🤖 AI Summary
Existing evaluation metrics—such as accuracy, Expected Calibration Error (ECE), and Area-Under-the-Reliability-Curve (AURC)—fail to capture *local reliability*: they either ignore confidence scores, average over heterogeneous regions (diluting critical details), or under-penalize overconfident misclassifications. To address this, we propose two novel metrics—Confidence-Weighted Selective Accuracy (CWSA) and its enhanced variant CWSA+—the first to jointly satisfy threshold locality, decomposability, and strong penalization of overconfident errors. Built upon confidence-weighted selective accuracy, CWSA/CWSA+ introduce normalized scoring and a locally sensitive evaluation framework, integrating calibration analysis with failure-mode diagnosis. Evaluated on MNIST, CIFAR-10, and diverse synthetic models, CWSA/CWSA+ consistently outperform baselines, sensitively detecting fine-grained miscalibration patterns (e.g., overconfidence, underconfidence). The metrics provide a theoretically grounded yet deployment-ready paradigm for risk quantification in safety-critical applications.
📝 Abstract
In recent machine learning systems, confidence scores are being utilized more and more to manage selective prediction, whereby a model can abstain from making a prediction when it is unconfident. Yet, conventional metrics like accuracy, expected calibration error (ECE), and area under the risk-coverage curve (AURC) do not capture the actual reliability of predictions. These metrics either disregard confidence entirely, dilute valuable localized information through averaging, or neglect to suitably penalize overconfident misclassifications, which can be particularly detrimental in real-world systems.

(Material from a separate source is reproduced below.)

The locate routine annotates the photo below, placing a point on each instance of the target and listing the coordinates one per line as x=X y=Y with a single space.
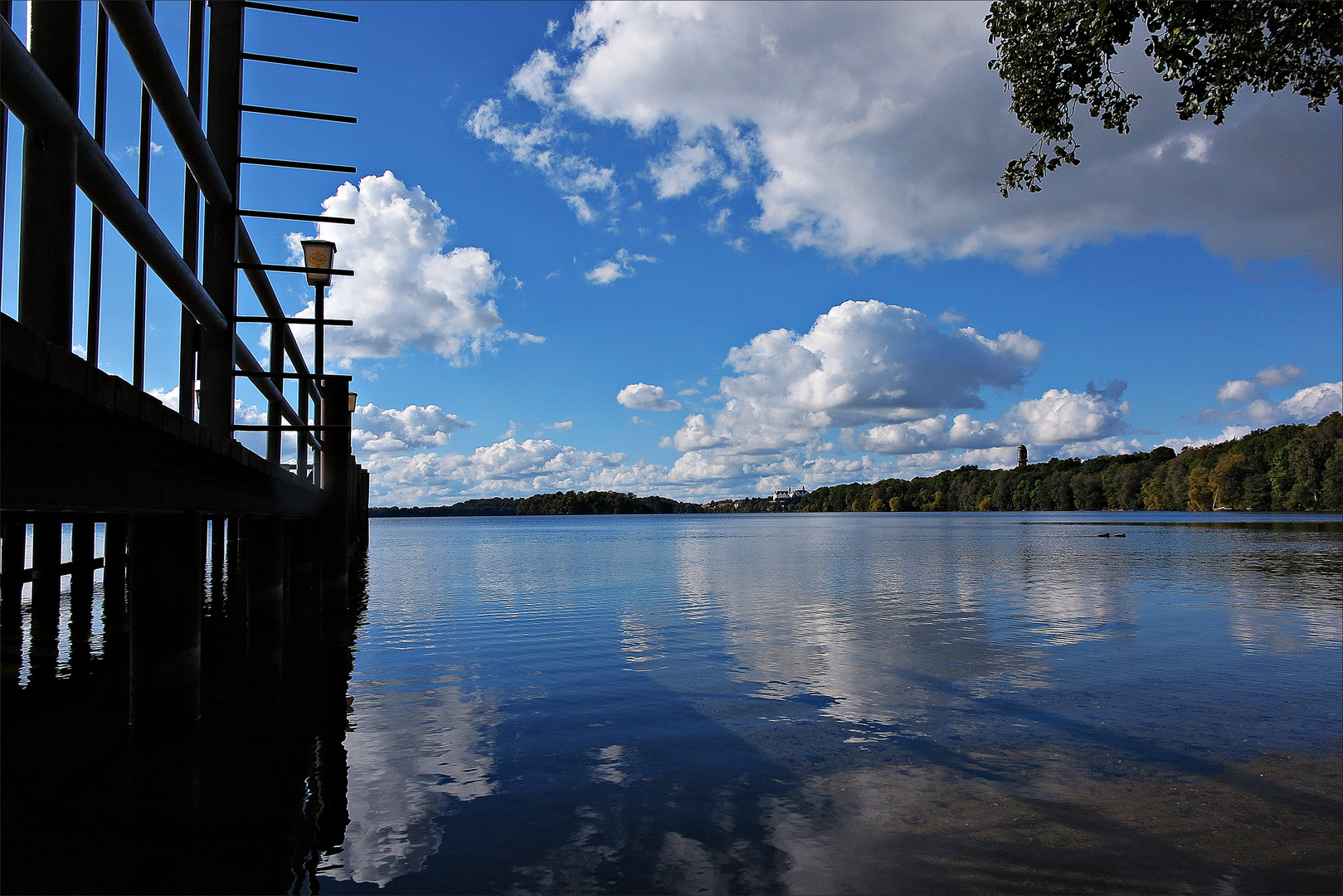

We introduce two new metrics Confidence-Weighted Selective Accuracy (CWSA) and its normalized variant CWSA+ that offer a principled and interpretable way to evaluate predictive models under confidence thresholds. Unlike existing methods, our metrics explicitly reward confident accuracy and penalize overconfident mistakes. They are threshold-local, decomposable, and usable in both evaluation and deployment settings where trust and risk must be quantified. Through exhaustive experiments on both real-world data sets (MNIST, CIFAR-10) and artificial model variants (calibrated, overconfident, underconfident, random, perfect), we show that CWSA and CWSA+ both effectively detect nuanced failure modes and outperform classical metrics in trust-sensitive tests. Our results confirm that CWSA is a sound basis for developing and assessing selective prediction systems for safety-critical domains.